With a total snowfall of 1500 mm, which is the half of the total annual precipitation, Shonai is one of the snowiest regions of the world (Asaoka et al, 2013). Snow depth can reach up to 5.2 meters in March before the snow melt finishes in May. The maximum snow depth as 50-year average is 2.7 m in the Yamagata University Research Forest (YURF), southern of the Shonai plains. The relatively warm air in winter (~ 0°C) leads to several melting and refreezing processes within the snow column, increasing the snow density to 0.5 g/cm³. This huge amount of snow in Yamagata, Akita and Aomori prefecture is the dominating water source for plants in spring and a good thermal insulation for the soil, which is never freezing in YURF. A change of wind direction in winter is the reason for the high amount of snow. Cold air from Siberia is passing the warm Japanese Sea and faces the central mountains of Tohoku (Asaoka et al., 2013). These characteristics are very unique in the world leading to snow accumulations higher than in most areas of the world (Krasting et al., 2013, Masiokas et al., 2006).
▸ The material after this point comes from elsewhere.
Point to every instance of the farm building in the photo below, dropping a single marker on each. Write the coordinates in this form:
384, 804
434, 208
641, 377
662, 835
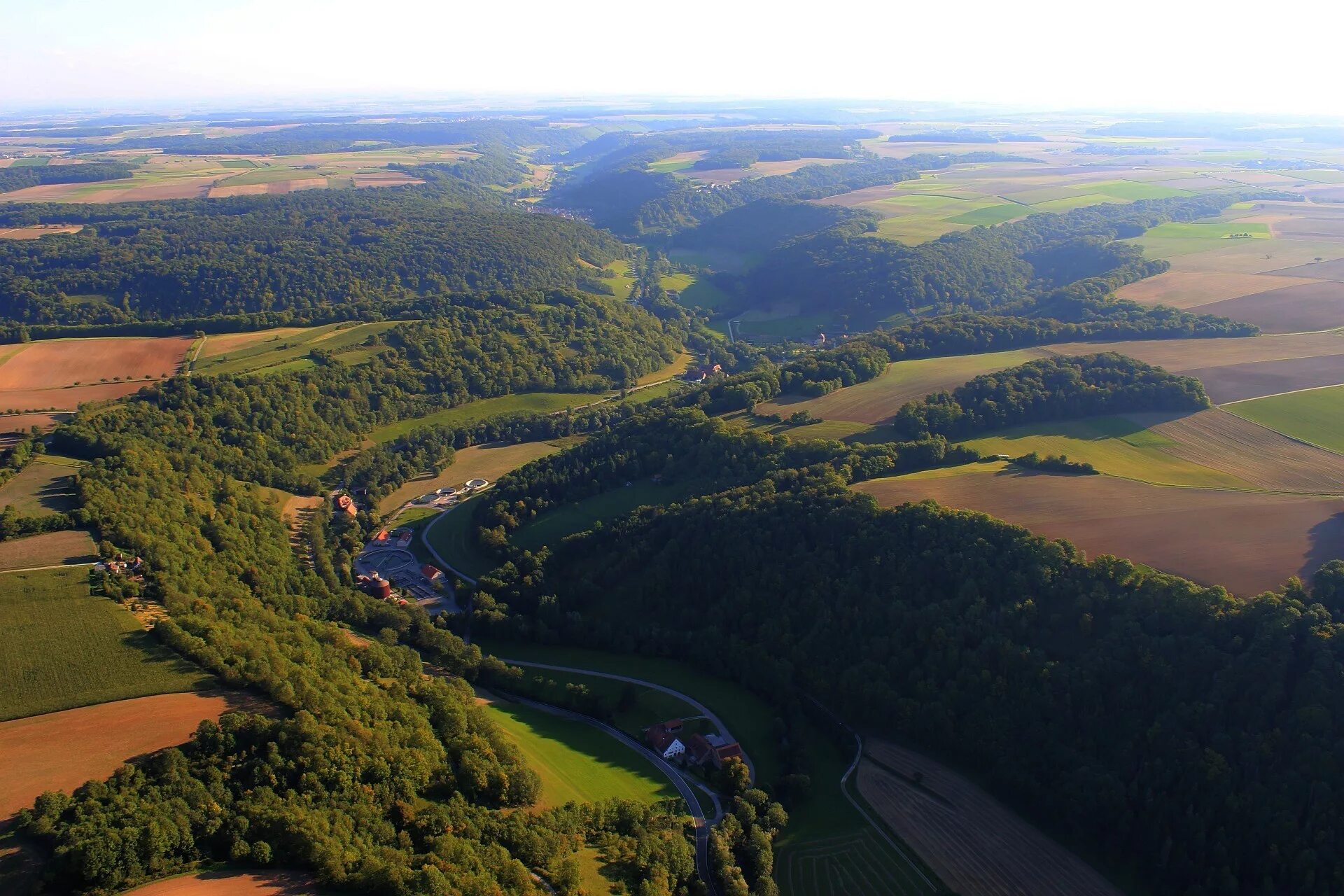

The thick snow pack with high density results in a high Snow Water Equivalent (SWE). Monitoring and modelling of the snow melt period in spring is essential to confirm river discharges, water infiltration into the soil and to calculate the water balance of Japanese mountain forests. A modelling approach was done with the calculation of Degree-Day Factors (DDF) (Ismail et al., 2015). Measurements to determine the snow pack differences of forest covered sites and clear-cut sites are conducted this winter and will be intensified in the snow melting period. We expect results comparable to Jost et al. (2009) and Schelker et al. (2013).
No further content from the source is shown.